AI Pattern Recognition
When an AI "learns" this, it simply records that the words "Paris," "capital," and "France" frequently appear together in certain patterns. It has no concept of what a capital city actually is or why this information matters.
Real-World Examples
Legal Hallucination
In the Noland v. Land of the Free case (California, September 2025), an attorney's brief contained 21 fake case citations generated by ChatGPT. The AI created case names like "Smith v. California Department of Corrections" that followed all the patterns of real legal citations but referred to cases that do not exist. The attorney was sanctioned $10,000.
Government Report Fabrication
Deloitte used GPT to help prepare a 237-page Australian government report on safety standards. Reviewers discovered fabricated references, incorrect standards citations, and sources that did not exist. The AI generated plausible-sounding citations that followed correct formatting patterns but pointed to nonexistent documents.
Medical Misinformation
AI chatbots have been documented providing incorrect medical information with high confidence, including wrong drug dosages, contraindicated treatments, and fabricated drug interaction warnings. The patterns of medical text are replicated, but the underlying facts may be wrong.
Why Training Does Not Solve This
Many people assume that better training data would eliminate hallucinations. This is a fundamental misunderstanding of how these systems work.
The Pattern Problem: No amount of training changes the fact that the model is predicting patterns, not verifying truth. Even a model trained on 100% accurate data would still be predicting what words come next, not checking whether those words are true.
The Novelty Problem: When users ask questions that were not well-represented in training data, the model must extrapolate from patterns. This extrapolation often produces plausible-sounding but incorrect content.
The Confidence Problem: The model has no mechanism to express uncertainty proportional to its actual reliability.
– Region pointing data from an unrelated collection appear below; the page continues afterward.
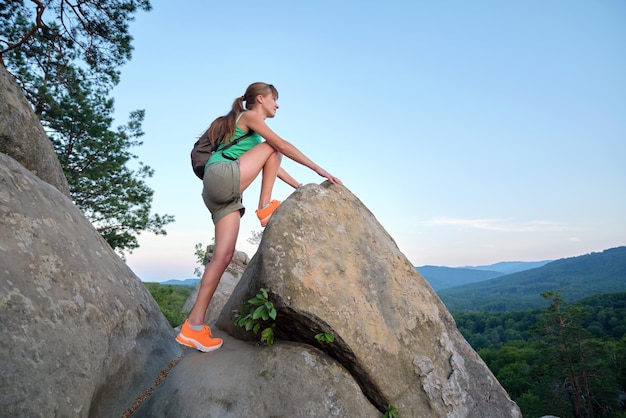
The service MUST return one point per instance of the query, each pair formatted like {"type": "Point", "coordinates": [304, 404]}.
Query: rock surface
{"type": "Point", "coordinates": [330, 267]}
{"type": "Point", "coordinates": [81, 336]}
{"type": "Point", "coordinates": [23, 138]}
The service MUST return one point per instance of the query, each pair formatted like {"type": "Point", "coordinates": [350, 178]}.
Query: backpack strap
{"type": "Point", "coordinates": [233, 142]}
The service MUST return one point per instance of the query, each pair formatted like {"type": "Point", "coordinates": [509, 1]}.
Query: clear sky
{"type": "Point", "coordinates": [476, 132]}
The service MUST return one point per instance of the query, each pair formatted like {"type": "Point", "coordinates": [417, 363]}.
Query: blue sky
{"type": "Point", "coordinates": [475, 132]}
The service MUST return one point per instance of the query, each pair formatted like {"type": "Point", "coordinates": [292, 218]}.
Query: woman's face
{"type": "Point", "coordinates": [269, 105]}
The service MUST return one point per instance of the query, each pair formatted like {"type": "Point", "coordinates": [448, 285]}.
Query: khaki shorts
{"type": "Point", "coordinates": [221, 189]}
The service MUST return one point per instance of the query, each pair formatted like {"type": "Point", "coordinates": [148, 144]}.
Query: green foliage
{"type": "Point", "coordinates": [255, 316]}
{"type": "Point", "coordinates": [576, 277]}
{"type": "Point", "coordinates": [171, 300]}
{"type": "Point", "coordinates": [566, 359]}
{"type": "Point", "coordinates": [325, 338]}
{"type": "Point", "coordinates": [392, 412]}
{"type": "Point", "coordinates": [67, 60]}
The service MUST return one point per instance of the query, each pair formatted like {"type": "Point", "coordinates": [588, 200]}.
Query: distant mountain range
{"type": "Point", "coordinates": [517, 285]}
{"type": "Point", "coordinates": [440, 277]}
{"type": "Point", "coordinates": [184, 282]}
{"type": "Point", "coordinates": [575, 278]}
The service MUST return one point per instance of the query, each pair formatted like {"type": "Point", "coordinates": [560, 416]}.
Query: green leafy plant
{"type": "Point", "coordinates": [325, 338]}
{"type": "Point", "coordinates": [255, 316]}
{"type": "Point", "coordinates": [392, 412]}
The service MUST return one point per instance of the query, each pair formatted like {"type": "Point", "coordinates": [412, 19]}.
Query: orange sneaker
{"type": "Point", "coordinates": [265, 214]}
{"type": "Point", "coordinates": [201, 340]}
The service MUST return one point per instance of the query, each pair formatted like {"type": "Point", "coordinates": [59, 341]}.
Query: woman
{"type": "Point", "coordinates": [229, 171]}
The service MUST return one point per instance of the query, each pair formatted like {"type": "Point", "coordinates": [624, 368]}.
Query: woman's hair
{"type": "Point", "coordinates": [223, 128]}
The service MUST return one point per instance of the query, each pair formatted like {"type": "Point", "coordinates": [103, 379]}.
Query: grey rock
{"type": "Point", "coordinates": [23, 138]}
{"type": "Point", "coordinates": [81, 336]}
{"type": "Point", "coordinates": [329, 266]}
{"type": "Point", "coordinates": [247, 380]}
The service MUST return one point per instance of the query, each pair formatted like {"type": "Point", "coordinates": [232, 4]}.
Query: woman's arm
{"type": "Point", "coordinates": [255, 122]}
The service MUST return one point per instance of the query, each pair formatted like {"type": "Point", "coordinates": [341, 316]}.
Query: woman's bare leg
{"type": "Point", "coordinates": [226, 231]}
{"type": "Point", "coordinates": [262, 157]}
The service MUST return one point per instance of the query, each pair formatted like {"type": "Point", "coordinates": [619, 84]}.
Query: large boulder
{"type": "Point", "coordinates": [330, 267]}
{"type": "Point", "coordinates": [23, 138]}
{"type": "Point", "coordinates": [81, 336]}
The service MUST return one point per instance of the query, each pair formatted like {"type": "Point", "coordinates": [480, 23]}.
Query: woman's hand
{"type": "Point", "coordinates": [329, 176]}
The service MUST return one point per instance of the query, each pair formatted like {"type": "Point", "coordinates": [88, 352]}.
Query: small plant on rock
{"type": "Point", "coordinates": [392, 412]}
{"type": "Point", "coordinates": [255, 316]}
{"type": "Point", "coordinates": [325, 338]}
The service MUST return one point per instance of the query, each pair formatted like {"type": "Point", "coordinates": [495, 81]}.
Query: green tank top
{"type": "Point", "coordinates": [238, 149]}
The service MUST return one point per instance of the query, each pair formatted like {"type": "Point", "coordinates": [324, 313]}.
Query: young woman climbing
{"type": "Point", "coordinates": [229, 171]}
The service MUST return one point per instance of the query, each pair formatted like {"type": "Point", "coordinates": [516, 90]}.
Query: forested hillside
{"type": "Point", "coordinates": [441, 278]}
{"type": "Point", "coordinates": [575, 278]}
{"type": "Point", "coordinates": [567, 360]}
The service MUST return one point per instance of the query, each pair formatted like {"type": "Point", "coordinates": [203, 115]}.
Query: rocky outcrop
{"type": "Point", "coordinates": [330, 267]}
{"type": "Point", "coordinates": [81, 336]}
{"type": "Point", "coordinates": [23, 138]}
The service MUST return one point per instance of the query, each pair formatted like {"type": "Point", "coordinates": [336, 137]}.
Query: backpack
{"type": "Point", "coordinates": [202, 151]}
It generates text with the same confident tone whether it is correct or completely wrong.
What This Means for Users
Understanding why hallucinations happen leads to clear guidelines for AI use:
Never Trust Without Verification: Any factual claim from an AI should be verified against primary sources before being used or shared.
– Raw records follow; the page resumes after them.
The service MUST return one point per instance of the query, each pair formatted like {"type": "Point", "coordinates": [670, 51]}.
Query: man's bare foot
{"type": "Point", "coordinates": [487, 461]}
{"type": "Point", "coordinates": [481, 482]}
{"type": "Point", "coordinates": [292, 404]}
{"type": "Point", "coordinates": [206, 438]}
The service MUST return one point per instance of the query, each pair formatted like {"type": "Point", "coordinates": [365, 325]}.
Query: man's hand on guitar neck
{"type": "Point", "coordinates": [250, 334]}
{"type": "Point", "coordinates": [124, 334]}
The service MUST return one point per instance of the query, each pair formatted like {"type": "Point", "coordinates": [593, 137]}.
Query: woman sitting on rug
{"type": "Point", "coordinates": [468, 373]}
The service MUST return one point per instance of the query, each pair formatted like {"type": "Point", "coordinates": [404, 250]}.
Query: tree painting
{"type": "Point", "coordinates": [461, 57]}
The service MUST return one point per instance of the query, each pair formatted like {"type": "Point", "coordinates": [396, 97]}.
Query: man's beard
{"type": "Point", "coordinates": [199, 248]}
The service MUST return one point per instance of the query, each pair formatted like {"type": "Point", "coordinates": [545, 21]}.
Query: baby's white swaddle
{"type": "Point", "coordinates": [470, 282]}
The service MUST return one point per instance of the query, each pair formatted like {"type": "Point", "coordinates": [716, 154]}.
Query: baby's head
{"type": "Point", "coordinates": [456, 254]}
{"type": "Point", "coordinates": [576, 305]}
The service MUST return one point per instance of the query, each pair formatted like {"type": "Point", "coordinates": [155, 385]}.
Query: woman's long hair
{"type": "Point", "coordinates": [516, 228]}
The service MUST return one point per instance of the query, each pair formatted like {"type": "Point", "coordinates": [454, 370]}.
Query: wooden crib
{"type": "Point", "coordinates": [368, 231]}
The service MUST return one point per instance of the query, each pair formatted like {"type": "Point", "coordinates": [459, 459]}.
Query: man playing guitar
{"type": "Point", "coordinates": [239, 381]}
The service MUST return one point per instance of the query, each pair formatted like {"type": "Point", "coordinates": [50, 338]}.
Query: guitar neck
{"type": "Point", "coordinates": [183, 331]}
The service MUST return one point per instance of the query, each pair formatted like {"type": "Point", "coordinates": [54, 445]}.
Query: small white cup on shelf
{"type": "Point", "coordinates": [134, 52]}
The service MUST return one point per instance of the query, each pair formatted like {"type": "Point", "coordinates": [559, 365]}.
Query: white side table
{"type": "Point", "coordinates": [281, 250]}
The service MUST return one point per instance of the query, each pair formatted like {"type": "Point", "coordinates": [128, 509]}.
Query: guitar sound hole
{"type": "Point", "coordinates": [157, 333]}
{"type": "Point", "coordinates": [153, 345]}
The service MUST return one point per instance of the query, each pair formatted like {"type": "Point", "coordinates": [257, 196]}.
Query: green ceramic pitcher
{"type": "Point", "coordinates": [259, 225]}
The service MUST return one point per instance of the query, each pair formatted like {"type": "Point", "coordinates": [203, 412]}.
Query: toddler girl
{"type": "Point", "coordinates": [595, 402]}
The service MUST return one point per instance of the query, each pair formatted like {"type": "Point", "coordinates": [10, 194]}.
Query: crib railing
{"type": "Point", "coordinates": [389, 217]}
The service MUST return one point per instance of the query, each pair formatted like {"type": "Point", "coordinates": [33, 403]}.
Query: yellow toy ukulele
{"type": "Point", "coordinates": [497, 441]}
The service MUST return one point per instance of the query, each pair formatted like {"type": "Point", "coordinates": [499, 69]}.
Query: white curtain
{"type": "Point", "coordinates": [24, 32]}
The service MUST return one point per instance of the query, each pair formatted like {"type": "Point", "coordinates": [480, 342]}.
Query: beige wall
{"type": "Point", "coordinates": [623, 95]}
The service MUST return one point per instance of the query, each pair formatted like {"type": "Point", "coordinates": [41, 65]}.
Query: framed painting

Avoid High-Stakes Reliance: For legal, medical, financial, or safety-critical applications, AI output is inherently unreliable and should not be trusted without expert human review.
Use for Appropriate Tasks: AI is useful for brainstorming, drafting, and exploring ideas where factual accuracy is not critical and human review will follow.
Recognize the Limits: AI cannot know when it is wrong, cannot assess its own reliability, and cannot distinguish between patterns that reflect truth and patterns that merely sound true.